Senator Rand Paul proposes bill that would halt aid to Palestinians
The possible 2016 Republican contender calls to make U.S. aid to Palestinians contingent on new Fatah-Hamas government's recognition of Israel's right to exist.
Kentucky Senator Rand Paul, a strong contender for the 2016 Republican presidential nomination, plans to introduce a new bill calling to suspend U.S. aid to the Palestinians unless the prospective Fatah-Hamas unity government publicly recognizes Israel's right to exist, the Washington Post reported.
Once the new Palestinian government is formed following the Fatah-Hamas reconciliation, Paul's bill would grant Palestinians leaders five weeks to declare a cease-fire with Israel and recognize Israel's right to exist. If they do not comply, then the U.S. would halt the annual U.S. aid to the Palestinian Authority, which runs to $400 million a year.
The bill is a reaction to last week's reconciliation between Fatah, led by PA President Mahmoud Abbas, and Hamas, the militant Islamist group that rules the Gaza Strip.

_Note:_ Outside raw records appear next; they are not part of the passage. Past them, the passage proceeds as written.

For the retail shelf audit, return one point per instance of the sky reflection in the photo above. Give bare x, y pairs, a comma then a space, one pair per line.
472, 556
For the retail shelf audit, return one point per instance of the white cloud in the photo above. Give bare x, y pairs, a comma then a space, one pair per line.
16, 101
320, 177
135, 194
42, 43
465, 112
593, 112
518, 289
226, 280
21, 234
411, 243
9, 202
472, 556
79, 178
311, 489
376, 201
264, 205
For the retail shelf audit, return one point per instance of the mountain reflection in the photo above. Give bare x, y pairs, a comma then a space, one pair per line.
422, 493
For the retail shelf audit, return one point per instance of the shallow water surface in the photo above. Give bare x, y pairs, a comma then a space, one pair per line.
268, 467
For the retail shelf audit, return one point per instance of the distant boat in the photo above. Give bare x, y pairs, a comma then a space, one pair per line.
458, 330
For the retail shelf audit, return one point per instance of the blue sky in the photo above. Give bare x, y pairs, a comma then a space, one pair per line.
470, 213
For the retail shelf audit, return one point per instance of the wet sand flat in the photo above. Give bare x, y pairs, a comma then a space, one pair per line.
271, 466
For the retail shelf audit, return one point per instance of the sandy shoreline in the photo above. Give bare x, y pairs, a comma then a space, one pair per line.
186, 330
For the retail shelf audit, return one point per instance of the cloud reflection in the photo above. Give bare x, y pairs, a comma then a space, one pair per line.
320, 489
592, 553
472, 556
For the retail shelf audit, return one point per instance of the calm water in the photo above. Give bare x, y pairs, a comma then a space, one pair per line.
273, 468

It follows warnings by key Congressional appropriators Nita Lowey and Kay Granger about cutting off aid to the Palestinians in the wake of Abbas' warming to Hamas.

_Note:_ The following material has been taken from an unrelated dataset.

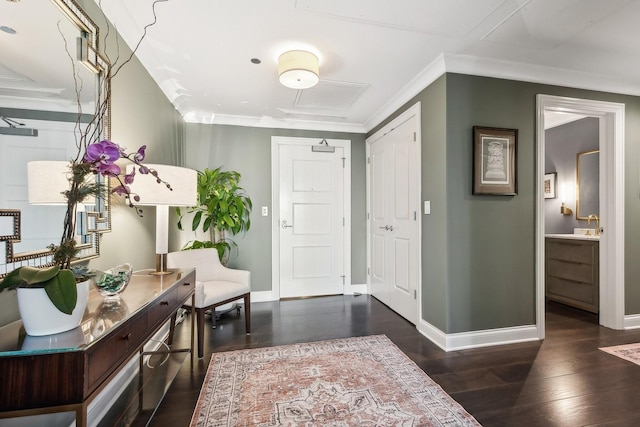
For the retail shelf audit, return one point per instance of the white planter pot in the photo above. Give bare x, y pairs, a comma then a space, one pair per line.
41, 317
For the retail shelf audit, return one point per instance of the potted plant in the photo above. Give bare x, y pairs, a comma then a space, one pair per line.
58, 285
224, 208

“Israel cannot be expected to negotiate with an entity that does not believe it should exist, and has used terrorist tactics to seek its end,” Paul said in a statement.
The senator is considered a leader of the so-called isolationist wing of the GOP, whose mainstream believes in a "robust" foreign policy, especially in support of Israel.
Paul's father, former Congressman Ron Paul, is considered a hardline isolationist "paleoconservative" and was known for opposing the extent of U.S. aid to foreign countries.